En 2015, celle qui a grandi à Saumur, dans le Maine-et-Loire, s’installe en Bretagne, dans le petit village de Maël-Pestivien, dans les Côtes-d’Armor, avec l’idée d’abandonner la radio et d’écrire un livre. Un déclic qui survient grâce à Serge Le Quéau, ancien facteur très impliqué dans la vie rurale et syndicale, qu’elle décrit comme “un phare”. “J’ai trouvé en lui une manière d’être, entre l’analyse et la mise en actes”, dit-elle. Installée dans une maison prêtée par des amis, elle reçoit un appel de la productrice de France Culture, Sonia Kronlund, qui lui demande de tenir un journal radiophonique de son enquête. L’aventure va durer trois ans, sur 22 épisodes. Dès lors, les problématiques qu’elle explore se mettent à intéresser beaucoup d’auditeur·rice·s et de journalistes.
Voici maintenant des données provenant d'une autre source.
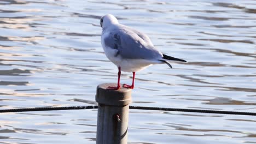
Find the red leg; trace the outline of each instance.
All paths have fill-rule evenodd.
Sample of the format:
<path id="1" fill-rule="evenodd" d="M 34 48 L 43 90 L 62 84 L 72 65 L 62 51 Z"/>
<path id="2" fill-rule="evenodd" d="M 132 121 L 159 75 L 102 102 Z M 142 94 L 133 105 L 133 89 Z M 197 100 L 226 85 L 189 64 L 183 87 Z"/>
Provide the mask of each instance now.
<path id="1" fill-rule="evenodd" d="M 108 89 L 111 89 L 111 90 L 118 90 L 118 89 L 121 88 L 121 86 L 120 86 L 120 77 L 121 76 L 121 68 L 118 67 L 118 85 L 117 86 L 115 87 L 108 87 Z"/>
<path id="2" fill-rule="evenodd" d="M 127 85 L 126 84 L 124 84 L 124 86 L 123 86 L 123 87 L 127 88 L 131 88 L 133 89 L 134 88 L 134 79 L 135 78 L 135 72 L 132 72 L 132 84 L 131 86 Z"/>

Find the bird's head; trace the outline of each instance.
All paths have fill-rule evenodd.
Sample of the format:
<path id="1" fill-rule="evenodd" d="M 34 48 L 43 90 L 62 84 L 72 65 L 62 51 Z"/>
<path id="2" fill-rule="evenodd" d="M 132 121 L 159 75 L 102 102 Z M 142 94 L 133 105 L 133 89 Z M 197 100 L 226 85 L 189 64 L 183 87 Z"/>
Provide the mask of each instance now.
<path id="1" fill-rule="evenodd" d="M 100 23 L 103 28 L 111 24 L 118 23 L 118 21 L 113 15 L 107 14 L 101 17 Z"/>

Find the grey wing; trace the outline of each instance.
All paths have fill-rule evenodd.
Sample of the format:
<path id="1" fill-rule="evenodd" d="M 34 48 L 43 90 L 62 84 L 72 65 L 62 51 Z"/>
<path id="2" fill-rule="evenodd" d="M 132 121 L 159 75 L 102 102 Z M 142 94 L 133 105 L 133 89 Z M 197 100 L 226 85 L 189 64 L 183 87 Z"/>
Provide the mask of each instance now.
<path id="1" fill-rule="evenodd" d="M 132 31 L 112 31 L 104 39 L 105 45 L 118 50 L 115 56 L 123 58 L 155 59 L 162 55 L 150 43 Z"/>

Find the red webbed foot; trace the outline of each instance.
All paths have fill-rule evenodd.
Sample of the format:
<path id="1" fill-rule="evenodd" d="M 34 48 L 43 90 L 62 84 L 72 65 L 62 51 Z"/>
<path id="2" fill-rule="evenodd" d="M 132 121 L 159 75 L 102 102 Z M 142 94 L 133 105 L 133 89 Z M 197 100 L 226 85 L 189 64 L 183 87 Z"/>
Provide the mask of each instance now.
<path id="1" fill-rule="evenodd" d="M 120 85 L 118 85 L 117 87 L 108 87 L 107 89 L 109 89 L 109 90 L 118 90 L 119 89 L 121 88 L 121 86 Z"/>
<path id="2" fill-rule="evenodd" d="M 130 85 L 126 85 L 126 84 L 124 84 L 124 85 L 123 85 L 123 87 L 133 89 L 134 86 L 133 86 L 133 85 L 130 86 Z"/>

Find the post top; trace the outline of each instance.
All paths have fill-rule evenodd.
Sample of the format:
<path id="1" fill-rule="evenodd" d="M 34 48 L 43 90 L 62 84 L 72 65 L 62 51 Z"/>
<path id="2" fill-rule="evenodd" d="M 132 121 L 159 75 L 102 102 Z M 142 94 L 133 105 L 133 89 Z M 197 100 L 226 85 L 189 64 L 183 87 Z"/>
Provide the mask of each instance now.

Surtout, les Breton·ne·s sont réceptif·ve·s: “J’ai senti que ça leur faisait de l’effet que quelqu’un vienne sonder en profondeur ce qui se passait chez eux, et j’ai reçu de plus en plus de courriers de gens qui prenaient conscience de ce qui se passait sur leur territoire, de l’omerta, du silence”, affirme la journaliste. La confiance est difficile à obtenir, mais les choses se débloquent peu à peu, notamment grâce à un “effet boule de neige”. “Il y a eu un moment de bascule où j’ai été submergée par les sources, les témoignages, sur des choses très graves. Il y a eu une prise de conscience collective”, affirme Inès Léraud. “Ça porte ses fruits d’être dans un territoire où il n’y a pas de journaliste qui enquête, où les journalistes changent tout le temps de sujet. Il faut être très très très patient·e mais au bout d’un moment, les conséquences sont inattendues, au point que mon travail compte aujourd’hui dans la politique régionale, transforme les élus, leur discours, que les citoyen·ne·s demandent des comptes en présentant mon travail”, dit-elle avec fierté mais humilité.

 

Menaces et pressions

L’enquête dans un territoire circonscrit est pourtant loin d’être un long fleuve tranquille: les intimidations pleuvent, preuve qu’“on tape au bon endroit”, sourit-elle. “Faire sortir de leurs gonds des gens qui ont une grande habitude de la communication, c’est intéressant. Que la préfecture des Côtes-d’Armor me menace en diffamation si je révèle ce qu’elle vient de me dire, je trouve que c’est un moment de vérité dans un paysage où tout le monde a l’habitude de communiquer de manière très huilée”, rapporte-t-elle, estimant que le soutien citoyen a aussi énormément compté. “Avant, j’avais l’impression que mes enquêtes n’avaient pas de conséquences concrètes, j’avais souvent envie d’abandonner. Au bout d’un moment, il y a eu tellement de conséquences concrètes que j’ai été un peu dépassée par les événements. Ça, plus les pressions, mentalement je n’ai plus trop suivi”, reconnaît néanmoins Inès Léraud. Ces dernières années, la journaliste a notamment dû gérer deux plaintes déposées par des grands groupes. La dernière en date a été retirée à quelques jours du procès, en janvier. “Tout était béton. Je partais au combat sereine et stimulée, mais la durée de la justice est telle que c’est usant”, rapporte-t-elle. Inès Léraud dénonce “des procédures baillon” et “une fabrique du silence”, qui visent à intimider journalistes et témoins, à pousser les gens comme elle à abandonner leurs enquêtes. Pas de quoi se résigner pour autant. Alors qu’elle s’est récemment installée dans le sud-ouest, Inès Léraud compte prochainement retourner en Bretagne, avec en ligne de mire l’histoire des coopératives agricoles et la reconfiguration du paysage agricole après-guerre. Des histoires qu’elle racontera probablement sous forme de bandes dessinées. Et de conclure en souriant: “Depuis mon départ en Bretagne, je n’ai plus envie de faire autre chose que du journalisme.